The first three cells in your example Jupyter Notebook file define the `project.ini`, pipeline `.txt` file,
and Python `.py` files that are used in your model.
Try playing these cells now to create the model input files that RiskScape needs.

.. note::
    This example uses a :ref:`jython-impl` function for simplicity, but typically you would
    want to use :ref:`cpython-impl` (which is 'regular' Python to most people).
    Using CPython with RiskScape requires an extra setup step - refer :ref:`here <cpython-impl>`
    for the details.

To refine your pipeline or Python code, you could then edit the code in these cells.
If you are using Python to generate the exposure or hazard input data for your model,
then you could also create Notebook cells that generate the input data.

.. tip::
    When changing your pipeline or Python function code, remember to rerun the cell to save it to file.
    Otherwise, your changes will not take effect when you run the model.

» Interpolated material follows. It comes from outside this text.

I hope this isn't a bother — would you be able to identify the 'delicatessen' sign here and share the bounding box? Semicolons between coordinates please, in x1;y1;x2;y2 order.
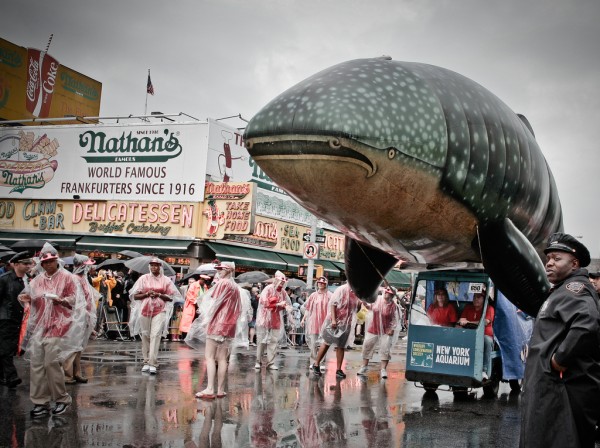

## Running the RiskScape model

You can run RiskScape commands in Jupyter (or any other shell command for that matter) by prefixing the command with an 
exclamation mark. Jupyter does not handle RiskScape's progress output particularly well, so we recommend disabling it 
by adding `--progress-indicator=none` to your command.

In this example, we've also added `--output=output` and `--replace` so that RiskScape saves the outputs in the same 
folder each time (rather than creating new folders with timestamps). This makes it easier to load these outputs back 
into RiskScape later. If you want to keep older model runs, you may wish to remove these flags.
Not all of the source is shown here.